Le critiche della comunità scientifica
Il mondo accademico e la comunità scientifica hanno reagito con preoccupazione. «Le decisioni della Corte Suprema stanno minando decenni di progressi nella lotta al cambiamento climatico», ha dichiarato il climatologo Michael Mann. «È come se la giustizia fosse stata sostituita da interessi economici a breve termine».
Anche all'interno del sistema giudiziario si registrano voci critiche. Un giudice federale, rimasto anonimo, ha commentato: «Roberts sembra più preoccupato di proteggere i profitti delle multinazionali che di garantire un futuro sostenibile alle prossime generazioni».
Le reazioni politiche
Le opposizioni democratiche non hanno perso l'occasione per attaccare la Corte Suprema. «Questa è l'ennesima prova di come il sistema giudiziario sia stato politicizzato e asservito agli interessi di pochi», ha affermato la senatrice Elizabeth Warren. «Dobbiamo riformare radicalmente il modo in cui vengono nominati i giudici per evitare che la giustizia sia messa al servizio del potere economico».
Anche tra i repubblicani ci sono state prese di posizione meno convinte.
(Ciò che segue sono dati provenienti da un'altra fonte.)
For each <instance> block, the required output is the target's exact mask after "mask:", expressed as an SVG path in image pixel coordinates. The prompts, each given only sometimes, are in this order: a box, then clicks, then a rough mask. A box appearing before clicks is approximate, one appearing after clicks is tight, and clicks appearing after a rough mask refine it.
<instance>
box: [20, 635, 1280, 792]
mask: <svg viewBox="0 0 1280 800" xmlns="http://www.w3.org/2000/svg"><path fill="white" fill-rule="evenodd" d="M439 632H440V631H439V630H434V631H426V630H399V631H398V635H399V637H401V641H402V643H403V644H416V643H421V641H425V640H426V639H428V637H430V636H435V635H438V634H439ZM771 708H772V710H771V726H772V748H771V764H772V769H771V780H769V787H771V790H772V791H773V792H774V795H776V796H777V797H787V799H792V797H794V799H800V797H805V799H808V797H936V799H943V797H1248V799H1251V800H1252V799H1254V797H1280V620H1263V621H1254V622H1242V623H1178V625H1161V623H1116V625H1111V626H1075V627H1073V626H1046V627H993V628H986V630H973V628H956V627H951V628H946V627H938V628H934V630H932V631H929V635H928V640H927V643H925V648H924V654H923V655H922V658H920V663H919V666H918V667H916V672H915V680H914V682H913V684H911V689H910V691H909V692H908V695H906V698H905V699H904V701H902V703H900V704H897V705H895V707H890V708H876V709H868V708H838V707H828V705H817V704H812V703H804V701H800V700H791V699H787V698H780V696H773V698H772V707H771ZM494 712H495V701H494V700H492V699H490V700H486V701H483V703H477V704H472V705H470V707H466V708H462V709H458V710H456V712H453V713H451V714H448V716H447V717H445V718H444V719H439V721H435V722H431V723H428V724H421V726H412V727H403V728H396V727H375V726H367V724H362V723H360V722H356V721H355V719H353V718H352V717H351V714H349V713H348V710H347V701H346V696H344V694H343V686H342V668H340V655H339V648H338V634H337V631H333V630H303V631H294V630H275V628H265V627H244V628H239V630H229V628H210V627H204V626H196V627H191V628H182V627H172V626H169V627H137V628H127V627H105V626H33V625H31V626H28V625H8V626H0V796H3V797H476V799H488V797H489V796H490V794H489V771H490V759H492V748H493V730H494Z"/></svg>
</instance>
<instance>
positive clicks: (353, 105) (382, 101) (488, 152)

Alcuni esponenti del partito hanno difeso Roberts, sostenendo che la Corte stia semplicemente applicando la legge senza pregiudizi. Tuttavia, anche all'interno dello stesso partito, non mancano le critiche verso un approccio giudiziario che sembra ignorare le evidenze scientifiche sul cambiamento climatico.
Il futuro della giustizia ambientale
Il caso ha riacceso il dibattito su come garantire che la giustizia sia davvero indipendente e al servizio della collettività. Molti esperti sottolineano la necessità di una riforma che introduca maggiore trasparenza nelle nomine dei giudici e che preveda meccanismi di controllo sulle decisioni che hanno un impatto ambientale e sociale.
«La giustizia non può essere un lusso riservato a chi può permettersi di influenzarla», ha dichiarato l'avvocato ambientalista Erin Brockovich. «Dobbiamo pretendere un sistema che protegga sia l'economia che il pianeta».